San Andrés de Creta (+740), en una célebre homilía sobre la fiesta de la Natividad de María, reflexiona sobre el sentido y el contenido más profundo de esta fiesta. El marco es el designio divino de salvación de la humanidad, en el que la Virgen María queda vinculada al misterio de Cristo, poniendo su persona y su vida en relación absoluta a Cristo, en particular a su encarnación: «El misterio del Dios que se hace hombre y la divinización del hombre asumido por el Verbo representan la suma de los bienes que Cristo nos ha regalado, la revelación del plan divino y la derrota de toda presuntuosa autosuficiencia humana. La venida de Dios entre los hombres, como luz esplendorosa y realidad divina clara y visible, es el don grande y maravilloso de la salvación que se nos concede. La celebración de hoy honra la Natividad de la Madre de Dios. Pero el verdadero significado y el fin de este evento es la encarnación del Verbo. De hecho, María nace, es amamantada y educada para ser la Madre del Rey de los siglos, de Dios».

 

Un aspecto muy importante de esta fiesta es la invitación que nos hace a la alegría, porque Dios Nuestro Señor, con el nacimiento de María, proporciona al mundo la garantía de que la salvación es ya inminente, porque el nacimiento de María prepara la encarnación y nacimiento de Jesús. «Al llegar la plenitud de los tiempos, envió Dios a su Hijo, nacido de mujer, nacido bajo la Ley, para redimir a los que estaban bajo la Ley, a fin de que recibiésemos la adopción de hijos»  (Gal  4, 4-5).

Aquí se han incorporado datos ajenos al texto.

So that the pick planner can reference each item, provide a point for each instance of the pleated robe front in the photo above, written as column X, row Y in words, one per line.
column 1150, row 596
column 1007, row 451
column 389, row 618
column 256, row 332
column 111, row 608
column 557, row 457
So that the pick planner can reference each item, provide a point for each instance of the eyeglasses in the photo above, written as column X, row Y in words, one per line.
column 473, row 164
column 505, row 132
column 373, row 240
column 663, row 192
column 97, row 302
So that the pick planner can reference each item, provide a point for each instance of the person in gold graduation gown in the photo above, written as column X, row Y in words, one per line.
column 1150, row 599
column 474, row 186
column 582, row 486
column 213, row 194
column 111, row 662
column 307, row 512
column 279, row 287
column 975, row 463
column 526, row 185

Dios elige a María, concebida sin pecado original, que nace en silencio y discreción, que deviene esperanza para el mundo porque de ella nacerá Jesucristo.

 

Hoy es, pues, un día propicio para hacer memoria de la historia de la salvación y contemplar el lugar que ocupa María en el plan salvífico de Dios. Conscientes de nuestra pobreza y pequeñez, nos ponemos bajo su intercesión de Madre en el nuevo curso que acabamos de comenzar. Ella será la estrella luminosa que nos guíe y acompañe, el modelo de peregrinación de la fe,  la causa de nuestra alegría para superar las dificultades y tristezas, el sostén para vivir con coherencia nuestra vocación de hijos de Dios, así como también la fuente de la verdadera salud.